Der Unterschied zwischen Grund- und Ersatzversorgung ist also der Unterschied zwischen „langfristigem“ und „kurzfristigem“ Planungshorizont. Dies spiegelt sich auch in der Laufzeit der Tarife wieder: Während Sie unbegrenzt lange Kund:in in der Grundversorgung sein können, werden Sie nur maximal drei Monate in der Ersatzversorgung versorgt, danach rutschen Sie automatisch in die Grundversorgung. Auch die Kündigungsfristen sind an dieses Modell angepasst: Während der Gesetzgeber für die Grundversorgung eine Kündigungsfrist von zwei Wochen vorgibt, kann die Belieferung in der Ersatzversorgung tagesaktuell gekündigt werden.

Weil es die Aufgabe des regionalen Grundversorgers ist, in beiden Fällen die Versorgung sicherzustellen, muss es zwei Tarife geben. Seitenwechsel beendet.

Das Ausnahmejahr 2022

Das Jahr 2022 war alles andere als normal. Mit großen Auswirkungen auf den Energiesektor. Insbesondere die starken Ausschläge bei den Preisen und Preisbestandteilen schlugen teils unvorhersehbare Wellen.
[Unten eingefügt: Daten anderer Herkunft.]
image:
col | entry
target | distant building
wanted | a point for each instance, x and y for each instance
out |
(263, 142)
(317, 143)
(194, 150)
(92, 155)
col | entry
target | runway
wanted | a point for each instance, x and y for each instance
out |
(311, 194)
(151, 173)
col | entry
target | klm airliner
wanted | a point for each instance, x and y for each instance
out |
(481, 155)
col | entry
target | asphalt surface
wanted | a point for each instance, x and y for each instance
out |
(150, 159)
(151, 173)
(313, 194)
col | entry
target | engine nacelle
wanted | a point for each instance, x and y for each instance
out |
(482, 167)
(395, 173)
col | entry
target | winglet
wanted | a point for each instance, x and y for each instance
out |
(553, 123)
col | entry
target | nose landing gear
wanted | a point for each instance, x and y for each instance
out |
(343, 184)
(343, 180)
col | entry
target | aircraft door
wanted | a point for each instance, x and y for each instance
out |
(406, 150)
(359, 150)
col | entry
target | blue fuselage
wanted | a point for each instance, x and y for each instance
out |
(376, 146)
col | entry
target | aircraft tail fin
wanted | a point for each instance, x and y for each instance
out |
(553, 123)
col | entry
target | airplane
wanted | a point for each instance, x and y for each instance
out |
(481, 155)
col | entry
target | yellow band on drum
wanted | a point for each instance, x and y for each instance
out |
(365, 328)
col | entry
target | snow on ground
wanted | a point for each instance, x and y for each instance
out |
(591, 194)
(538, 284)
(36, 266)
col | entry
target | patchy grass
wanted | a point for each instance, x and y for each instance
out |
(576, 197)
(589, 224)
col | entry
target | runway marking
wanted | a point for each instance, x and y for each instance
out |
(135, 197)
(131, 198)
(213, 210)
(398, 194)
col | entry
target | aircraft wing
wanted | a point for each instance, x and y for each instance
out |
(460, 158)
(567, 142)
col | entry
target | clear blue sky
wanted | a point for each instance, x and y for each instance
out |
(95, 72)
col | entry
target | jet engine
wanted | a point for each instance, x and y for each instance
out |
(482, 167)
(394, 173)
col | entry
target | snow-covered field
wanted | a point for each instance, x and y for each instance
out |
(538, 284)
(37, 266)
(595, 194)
Im Unterschied zu anderen Jahren wurde dadurch die kurzfristige Energiebeschaffung instabil und schwerer zu prognostizieren. Das betraf logischerweise vor allem die Ersatzversorgung. Demgegenüber erwies sich im Durchschnitt der Tarif in der Grundversorgung als günstiger im Vergleich zu allen verfügbaren Tarifen auf dem jeweils beobachteten Markt, zum Beispiel auf dem Markt der Stadt Mannheim.

Aussichten

Im Augenblick (Stand: März 2023) stabilisieren sich die Preisniveaus wieder. Für die Zukunft bedeutet dies wieder längerfristig planbarere und vor allem kostengünstigere Tarife als im Vergleichsjahr 2022. Die Experten rechnen allerdings damit, dass Schwankungen weiterhin vorkommen, sich die Ausschläge nach oben (teurer) wie auch unten (günstiger) aber abflachen werden. Langfristige Beschaffung erscheint immer noch als der günstigere Weg, um ein stabiles Preisniveau anbieten zu können.

Zusätzlich garantieren die Preisbremsen, die der Gesetzgeber erlassen hat, auch eine gewisse Absicherung gegen allzu hohe Preisausschläge nach oben, die ja nicht gänzlich ausgeschlossen werden können.

Fazit

Das System der Grund- und Ersatzversorgung bedeutet für Sie als Verbraucher, dass die Versorgungssicherheit unter allen Umständen gewährleistet wird.

Ersatzversorgung greift, wenn ihr aktueller oder geplanter Anbieter nicht mehr oder, anders als geplant, doch noch nicht liefern kann.

Grundversorgung steht Ihnen automatisch zur Verfügung, wenn Sie etwa Ihr Eigenheim neu beziehen. Um eine Versorgungslücke brauchen Sie sich also keine Gedanken zu machen. Die verhindert eben Ihr Grundversorger.